Banzai Cloud Logo Close
Home Products Benefits Blog Company Contact
Get Started
Author Toader Sebastian

Right-sizing Kafka clusters on Kubernetes

Apache Kafka is a distributed streaming platform used to build reliable, scalable and high-throughput real-time streaming systems. Its capabilities, while impressive, can be further improved through the addition of Kubernetes.

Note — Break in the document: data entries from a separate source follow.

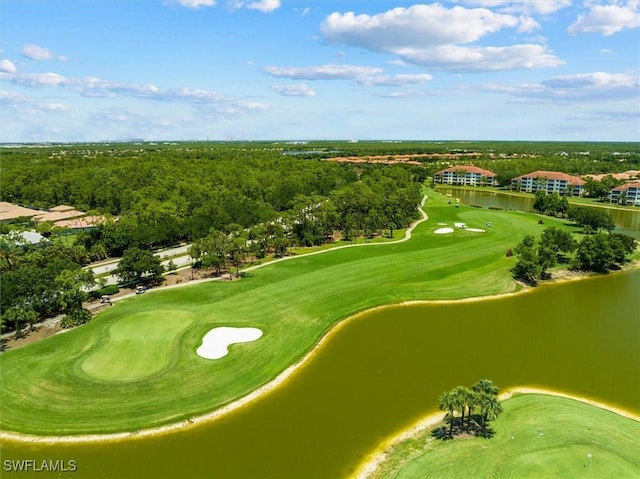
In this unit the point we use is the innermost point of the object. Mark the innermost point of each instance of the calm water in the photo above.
(385, 369)
(627, 221)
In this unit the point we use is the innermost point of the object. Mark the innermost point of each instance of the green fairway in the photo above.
(135, 365)
(122, 358)
(538, 436)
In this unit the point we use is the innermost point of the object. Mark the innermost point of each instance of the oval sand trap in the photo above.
(215, 344)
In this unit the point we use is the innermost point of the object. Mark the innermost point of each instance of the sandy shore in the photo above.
(370, 465)
(286, 374)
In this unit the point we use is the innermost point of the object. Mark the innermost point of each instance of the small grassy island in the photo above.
(536, 436)
(135, 367)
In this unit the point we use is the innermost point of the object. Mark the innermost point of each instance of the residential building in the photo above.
(629, 194)
(466, 175)
(550, 182)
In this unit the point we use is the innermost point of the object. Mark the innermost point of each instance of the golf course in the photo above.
(135, 366)
(171, 358)
(536, 436)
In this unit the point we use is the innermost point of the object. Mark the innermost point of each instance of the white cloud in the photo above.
(607, 19)
(7, 66)
(591, 87)
(265, 6)
(297, 89)
(517, 6)
(323, 72)
(438, 37)
(403, 94)
(24, 104)
(36, 52)
(395, 80)
(98, 88)
(464, 58)
(418, 26)
(196, 3)
(35, 79)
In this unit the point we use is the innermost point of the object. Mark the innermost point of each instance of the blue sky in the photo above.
(93, 70)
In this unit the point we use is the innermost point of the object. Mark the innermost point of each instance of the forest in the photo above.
(235, 202)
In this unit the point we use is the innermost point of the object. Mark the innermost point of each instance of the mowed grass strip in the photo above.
(91, 380)
(159, 337)
(538, 436)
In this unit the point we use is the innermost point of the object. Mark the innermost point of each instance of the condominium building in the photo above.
(629, 194)
(550, 182)
(465, 175)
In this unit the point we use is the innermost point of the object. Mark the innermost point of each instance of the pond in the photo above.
(627, 220)
(383, 370)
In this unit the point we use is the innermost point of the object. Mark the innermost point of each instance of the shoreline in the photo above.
(371, 465)
(291, 369)
(295, 367)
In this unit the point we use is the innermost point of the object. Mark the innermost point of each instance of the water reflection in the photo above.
(627, 221)
(385, 369)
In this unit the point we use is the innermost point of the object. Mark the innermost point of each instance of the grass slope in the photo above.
(104, 377)
(538, 436)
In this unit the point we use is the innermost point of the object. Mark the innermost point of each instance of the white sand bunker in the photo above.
(215, 343)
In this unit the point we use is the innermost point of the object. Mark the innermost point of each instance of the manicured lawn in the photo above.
(538, 436)
(135, 365)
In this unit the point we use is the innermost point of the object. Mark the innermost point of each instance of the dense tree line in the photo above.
(234, 205)
(41, 281)
(165, 196)
(550, 204)
(594, 252)
(592, 219)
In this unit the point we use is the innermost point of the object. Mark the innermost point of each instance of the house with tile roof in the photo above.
(550, 182)
(466, 175)
(628, 193)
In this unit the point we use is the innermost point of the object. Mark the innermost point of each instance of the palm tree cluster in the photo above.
(482, 397)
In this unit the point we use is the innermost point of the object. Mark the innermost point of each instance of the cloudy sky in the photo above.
(96, 70)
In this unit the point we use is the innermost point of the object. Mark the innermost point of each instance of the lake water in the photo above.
(385, 369)
(627, 221)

Accordingly, we've built an open-source Kafka operator and Supertubes to run and seamlessly operate Kafka on Kubernetes through its various features, like fine-grain broker configuration, metrics based scaling with rebalancing, rack awareness, and graceful rolling upgrades - just to name a few.

Check out Supertubes in action on your own clusters:

curl https://getsupertubes.sh | sh
supertubes install -a --no-demo-cluster --kubeconfig <path-to-k8s-cluster-kubeconfig-file>

or read the documentation for details.

Take a look at some of the Kafka features that we've automated and simplified through Supertubes and the Kafka operator, which we've already blogged about:

If someone wants to run a Kafka cluster on Kubernetes, they'll eventually be faced with the question of how best to size the underlying infrastructure and fine-tune Kafka's configs to meet their throughput requirements. The maximum throughput of a single broker is a function of the throughput of the infrastructural elements it runs on, such as memory, CPU, disk speed, network capacity, etc. Ideally, the configuration of a broker should be fine-tuned in such a way that all the elements of an infrastructure are used at peak performance. In reality, such a setup is difficult, and it's more likely that users will fine-tune their broker configurations to max out one or two infrastructural elements (e.g. disk, memory or CPU). Generally speaking, a broker delivers its maximum throughput when it is configured such that it flats out the slowest infrastructure element. Therefore, it's possible for us to get a rough idea of the maximum load a single broker can manage. In theory, we should be able to estimate the number of brokers we'd need to manage a given load. In practice, since there are so many configuration options at all layers, it's hard, if not impossible, to estimate the delivered throughput of a given setup. Consequently, it's very difficult to plan a setup around a given throughput.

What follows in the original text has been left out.